All respondents are ETH holders. 56 percent of those also hold Bitcoin, a massive 84 percent hold stablecoins, and 20 percent reported holding Layer 1 assets such as Matic and Tezos. All responses were anonymous and no personal identifiers were asked.
Over 177 respondents, or 62 percent, hold greater than 32 ETH — the minimum amount for staking. Few did not disclose their ETH holdings but expressed interest in running nodes, indicating large holders also took the survey. Such holders indicated they expect a minimum of 5 percent annually in reward payouts and store a majority of their holdings on hard wallets.
The 20-day-long survey found four major groups, as the graphic shows:
A massive 65 percent of respondents are willing to directly or indirectly stake ETH. 14 percent remain undecided. 2 percent said they will not participate in staking, mainly because they do not hold the minimum required amount.
The majority — 54.7 percent of respondents — said they had a basic-to-average understanding of how staking and distribution of rewards work on Serenity. Only 15 percent, or less than 50 participants, reported a “sound” understanding.
Unsurprisingly, holders wanting to run their validator node/s came out as the most knowledgeable, while the “undecided” and unwilling respondents reported the least understanding of PoS design mechanisms.
Expected annual returns and recommendations
Most who voted “undecided” indicated they would take a wait-and-watch approach before committing ETH. Such a step is to ensure the update is working fluidly and no problems, like security issues or system vulnerabilities, arise. The group also expects the most in rewards — over 9 percent annually — compared to other groups.
33 percent of respondents said they will look for a third-party staking software to run nodes. This demographic expects a 7 percent return on staked ETH, exhibited the highest ratio of storing ETH on an exchange, and self-reported compounding their profits and enhanced “portfolio management features” on the survey.
Commenting on their insights into the study, ConsenSys made several recommendations to ensure increased participation and help dispel some of the negative sentiment associated with locking one’s cryptocurrency.
Speaking on trust and the need for confidence in PoS protocols, the Joseph Lubin-founded venture lab noted:
“Publicizing [publishing] code audits and testnet results is a critical step to promote confidence among current ETH holders.”
For the demographic not meeting the minimum to stake, ConsenSys recommends popular “pooling” services and developing secure, trustless pools to ensure inclusivity and provide a pathway for holders. Such a move also helps cryptocurrencies become accessible and give people in emerging and underdeveloped economies a chance to earn interest.
The firm noted many respondents not unsure or not interested in staking reported relatively low knowledge of ETH 2.0 or PoS. For this, ConsenSys lists educational initiatives listed here as potential gateways into a staking-centric economy. The list includes both economic and technical knowledge pertaining to the update.

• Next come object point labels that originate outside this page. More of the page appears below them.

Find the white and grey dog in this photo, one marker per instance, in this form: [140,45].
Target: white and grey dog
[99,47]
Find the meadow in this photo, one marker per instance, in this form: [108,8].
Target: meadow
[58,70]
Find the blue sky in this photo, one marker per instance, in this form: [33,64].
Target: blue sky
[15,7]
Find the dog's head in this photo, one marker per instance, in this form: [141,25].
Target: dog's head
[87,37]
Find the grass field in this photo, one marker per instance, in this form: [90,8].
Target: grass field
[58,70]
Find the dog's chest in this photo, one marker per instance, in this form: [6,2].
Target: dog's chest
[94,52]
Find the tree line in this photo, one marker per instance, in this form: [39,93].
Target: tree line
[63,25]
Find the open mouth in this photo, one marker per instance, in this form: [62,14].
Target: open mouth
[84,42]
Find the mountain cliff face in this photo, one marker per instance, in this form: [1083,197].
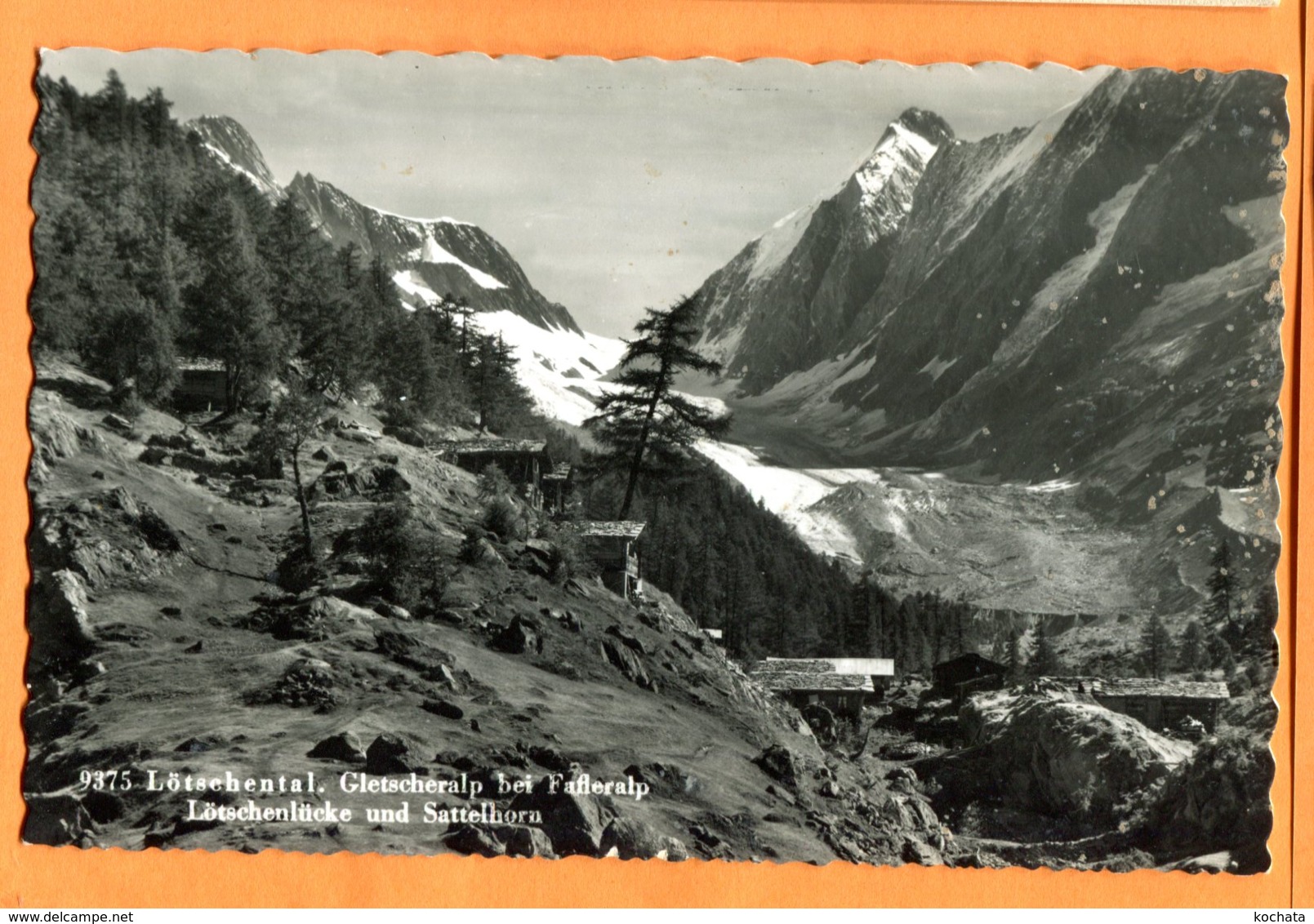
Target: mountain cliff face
[1095,295]
[233,146]
[430,256]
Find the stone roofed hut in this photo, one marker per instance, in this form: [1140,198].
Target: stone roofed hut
[614,545]
[1162,704]
[522,461]
[968,673]
[203,384]
[844,686]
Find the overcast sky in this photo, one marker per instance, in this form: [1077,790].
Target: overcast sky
[615,184]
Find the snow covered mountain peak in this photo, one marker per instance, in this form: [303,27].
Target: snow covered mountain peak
[779,304]
[233,146]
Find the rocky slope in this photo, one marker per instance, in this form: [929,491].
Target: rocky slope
[1054,301]
[1062,360]
[163,643]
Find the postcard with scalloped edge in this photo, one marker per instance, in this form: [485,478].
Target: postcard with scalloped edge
[665,460]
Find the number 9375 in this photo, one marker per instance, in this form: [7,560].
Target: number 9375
[99,780]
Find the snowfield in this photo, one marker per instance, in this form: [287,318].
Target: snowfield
[434,252]
[791,494]
[560,368]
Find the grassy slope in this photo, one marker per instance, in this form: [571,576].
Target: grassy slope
[154,695]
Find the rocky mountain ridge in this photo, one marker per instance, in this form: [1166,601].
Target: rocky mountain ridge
[430,257]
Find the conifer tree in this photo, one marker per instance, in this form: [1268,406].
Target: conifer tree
[1045,658]
[1156,646]
[1016,667]
[1223,589]
[1193,652]
[645,421]
[291,421]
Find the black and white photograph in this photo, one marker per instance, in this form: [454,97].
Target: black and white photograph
[655,460]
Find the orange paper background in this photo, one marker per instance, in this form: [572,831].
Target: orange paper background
[916,33]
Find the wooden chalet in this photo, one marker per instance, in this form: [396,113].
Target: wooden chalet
[614,545]
[968,673]
[813,682]
[203,384]
[880,671]
[1160,704]
[522,461]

ConsenSys notes the need for a better client interface for ensuring staking is more “user-friendly.” Such features include monitoring and analytical tools that show node rewards, status, strength, and other critical information to stakers.
Lastly, the firm notes liquidity for rewards must be ensured. The inability to withdraw was the second-most listed factor for those who were undecided about staking. One way to tackle such concerns is tradable derivatives based on staking, which although complex, is being worked upon by developers.